В. Дымарский – Это, я бы сказал, нечто христианское. Кстати говоря, в том же Пскове Русская Православная Церковь как-то в этом участвует?

Ю. Кантор – Не знаю.

В. Дымарский – Им бы заняться этим тоже. Хорошо. А какова всё-таки реакция местных властей, в частности, губернатора? Насколько я знаю, Михаил Федотов, глава президентского совета... Я, может быть... У меня большие трудности с воспроизведением названия этого совета...

Ю. Кантор – Совет при президенте по...

В. Дымарский – Совет при президенте по развитию гражданского общества и правам человека. В общем, понятно, о чём речь. Михаил Федотов, по-моему, занимался этой проблемой.

Ю. Кантор – Продолжает заниматься, по-моему. Это действительно очень интересный тоже сюжет. В прошлом году на Петербуржском диалоге, который проходил в Ганновере...
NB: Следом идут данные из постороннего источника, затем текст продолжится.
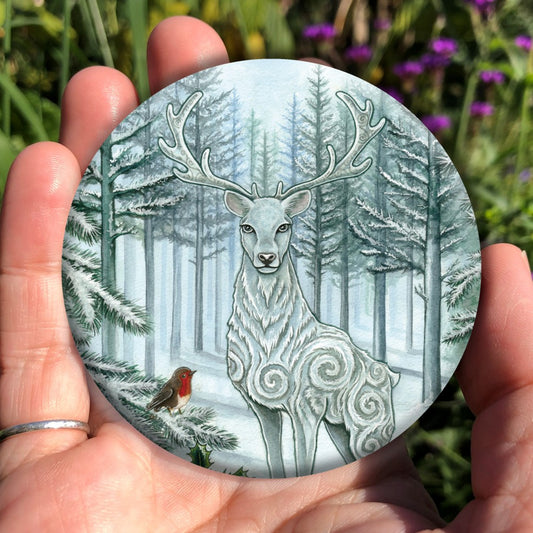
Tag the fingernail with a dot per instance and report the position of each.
(526, 261)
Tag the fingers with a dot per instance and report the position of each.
(180, 46)
(499, 358)
(95, 101)
(497, 379)
(41, 374)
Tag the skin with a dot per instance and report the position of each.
(117, 480)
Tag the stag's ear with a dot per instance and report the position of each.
(237, 203)
(297, 203)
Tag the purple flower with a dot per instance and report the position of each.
(359, 54)
(492, 76)
(434, 61)
(397, 95)
(320, 32)
(524, 42)
(525, 175)
(444, 46)
(481, 109)
(483, 6)
(409, 69)
(382, 24)
(436, 123)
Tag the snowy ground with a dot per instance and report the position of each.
(234, 415)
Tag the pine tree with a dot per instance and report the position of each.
(129, 391)
(423, 222)
(316, 131)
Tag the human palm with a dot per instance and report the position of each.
(117, 480)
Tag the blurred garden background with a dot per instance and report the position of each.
(465, 67)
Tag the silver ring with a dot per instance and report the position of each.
(43, 424)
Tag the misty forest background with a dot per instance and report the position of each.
(390, 257)
(44, 43)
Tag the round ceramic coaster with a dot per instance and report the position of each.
(271, 268)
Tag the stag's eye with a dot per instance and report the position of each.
(247, 228)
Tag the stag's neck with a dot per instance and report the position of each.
(270, 298)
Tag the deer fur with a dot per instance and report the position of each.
(280, 357)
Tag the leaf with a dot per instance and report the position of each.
(200, 455)
(21, 102)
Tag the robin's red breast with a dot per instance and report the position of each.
(175, 393)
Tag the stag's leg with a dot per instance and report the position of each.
(271, 424)
(341, 438)
(305, 426)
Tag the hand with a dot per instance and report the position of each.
(117, 480)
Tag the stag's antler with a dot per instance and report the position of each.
(364, 133)
(196, 173)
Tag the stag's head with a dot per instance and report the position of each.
(266, 221)
(266, 226)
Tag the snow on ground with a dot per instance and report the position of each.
(213, 388)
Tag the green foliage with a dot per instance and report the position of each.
(200, 455)
(129, 390)
(44, 43)
(439, 444)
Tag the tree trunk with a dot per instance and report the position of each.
(129, 292)
(432, 286)
(199, 274)
(109, 339)
(345, 268)
(149, 341)
(175, 334)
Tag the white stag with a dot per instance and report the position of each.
(280, 357)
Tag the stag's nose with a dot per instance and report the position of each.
(266, 259)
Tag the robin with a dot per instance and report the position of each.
(175, 393)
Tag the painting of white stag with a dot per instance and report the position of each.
(294, 238)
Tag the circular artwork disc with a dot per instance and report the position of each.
(271, 268)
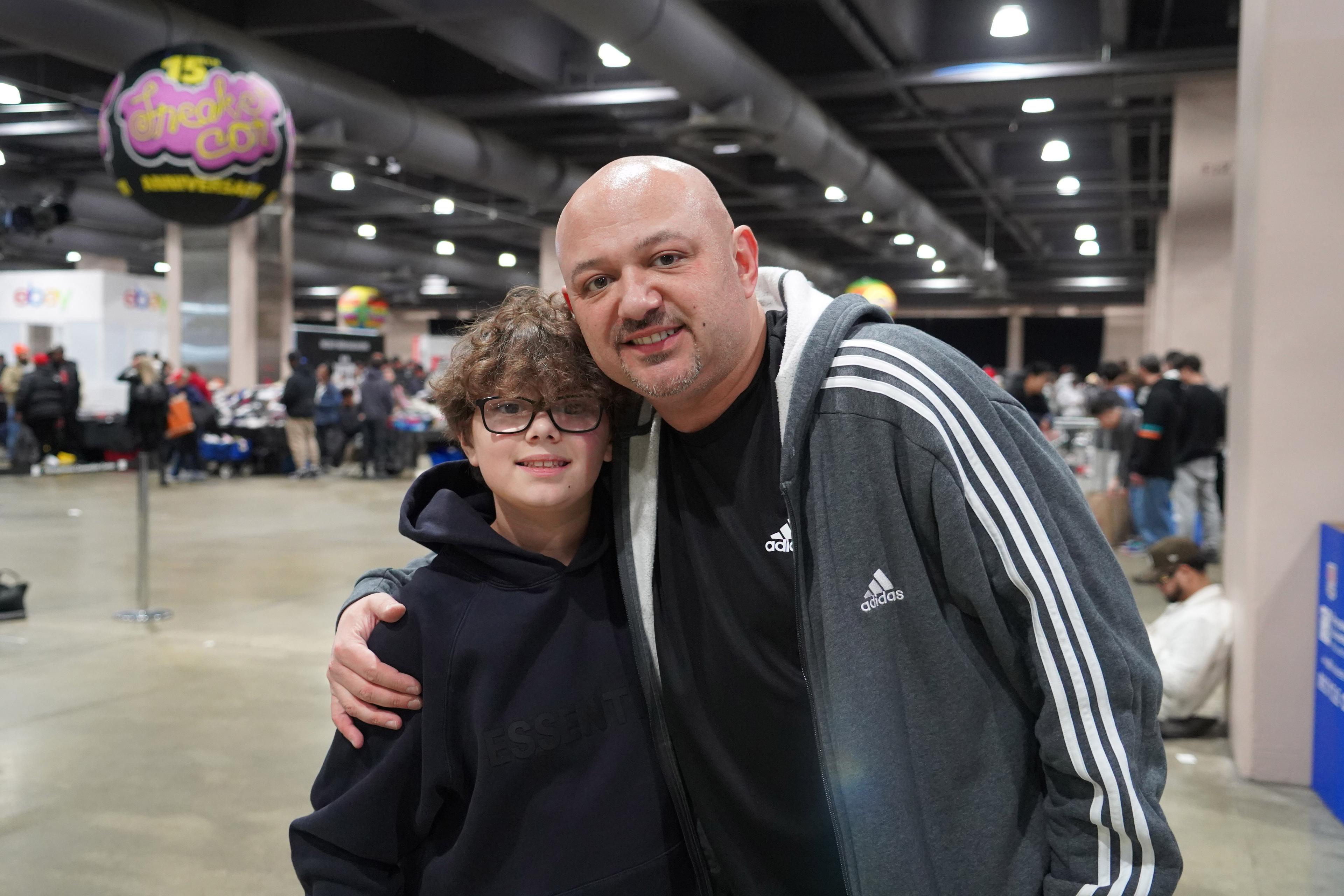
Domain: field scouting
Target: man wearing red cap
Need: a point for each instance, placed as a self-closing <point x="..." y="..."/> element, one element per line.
<point x="10" y="381"/>
<point x="42" y="402"/>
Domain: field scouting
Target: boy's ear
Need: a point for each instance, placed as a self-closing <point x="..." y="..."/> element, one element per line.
<point x="464" y="440"/>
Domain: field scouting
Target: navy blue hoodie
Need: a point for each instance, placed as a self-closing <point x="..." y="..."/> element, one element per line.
<point x="531" y="770"/>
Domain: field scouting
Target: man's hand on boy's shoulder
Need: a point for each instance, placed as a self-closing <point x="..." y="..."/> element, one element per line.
<point x="359" y="681"/>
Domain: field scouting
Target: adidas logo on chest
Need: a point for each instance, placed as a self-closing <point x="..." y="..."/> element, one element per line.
<point x="781" y="542"/>
<point x="880" y="593"/>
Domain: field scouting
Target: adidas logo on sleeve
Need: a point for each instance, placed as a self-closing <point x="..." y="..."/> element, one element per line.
<point x="781" y="542"/>
<point x="880" y="592"/>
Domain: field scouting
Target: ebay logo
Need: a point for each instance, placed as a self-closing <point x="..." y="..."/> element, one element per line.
<point x="143" y="300"/>
<point x="33" y="296"/>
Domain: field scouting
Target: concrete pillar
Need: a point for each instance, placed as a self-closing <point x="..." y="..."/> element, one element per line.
<point x="1123" y="334"/>
<point x="550" y="276"/>
<point x="401" y="330"/>
<point x="1193" y="292"/>
<point x="243" y="303"/>
<point x="1016" y="339"/>
<point x="230" y="295"/>
<point x="1285" y="432"/>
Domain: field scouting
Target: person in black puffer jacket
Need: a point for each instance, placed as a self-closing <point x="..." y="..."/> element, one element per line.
<point x="41" y="404"/>
<point x="147" y="414"/>
<point x="299" y="398"/>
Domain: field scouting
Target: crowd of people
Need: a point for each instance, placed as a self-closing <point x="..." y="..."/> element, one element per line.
<point x="1166" y="426"/>
<point x="326" y="412"/>
<point x="40" y="406"/>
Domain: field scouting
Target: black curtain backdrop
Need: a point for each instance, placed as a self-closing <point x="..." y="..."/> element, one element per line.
<point x="1064" y="340"/>
<point x="982" y="339"/>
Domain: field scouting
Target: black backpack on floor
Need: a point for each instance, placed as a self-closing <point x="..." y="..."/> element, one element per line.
<point x="11" y="596"/>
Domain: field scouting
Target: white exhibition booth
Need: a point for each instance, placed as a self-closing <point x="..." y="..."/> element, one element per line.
<point x="100" y="317"/>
В. Дымарский – Это ежегодная...

Ю. Кантор – Межправительственная, межпрезидентская программа. Во главе с Ангелой Меркель и в том случае это был Медведев, сейчас это будет Путин. Тогда я передала (я там член комиссии по культуре этого диалога) пакет материалов, связанных с псковским захоронением как раз Федотову. Он очень эмоционально, очень по-человечески хорошо это воспринял. Честно говоря, я на него немножко грешила, думала «неужели забыл?» Потому что прошёл год и ничего. В феврале этого года Михаил Пиотровский, президент Союза Музеев, будучи членом комиссии, созданной при Федотове, как это в /НРЗБ/ называлось «По десталинизации». Деятельность её, кстати, по-моему, окончательно заглохла. Пиотровский поднял...

В. Дымарский – Десталинизация заглохла...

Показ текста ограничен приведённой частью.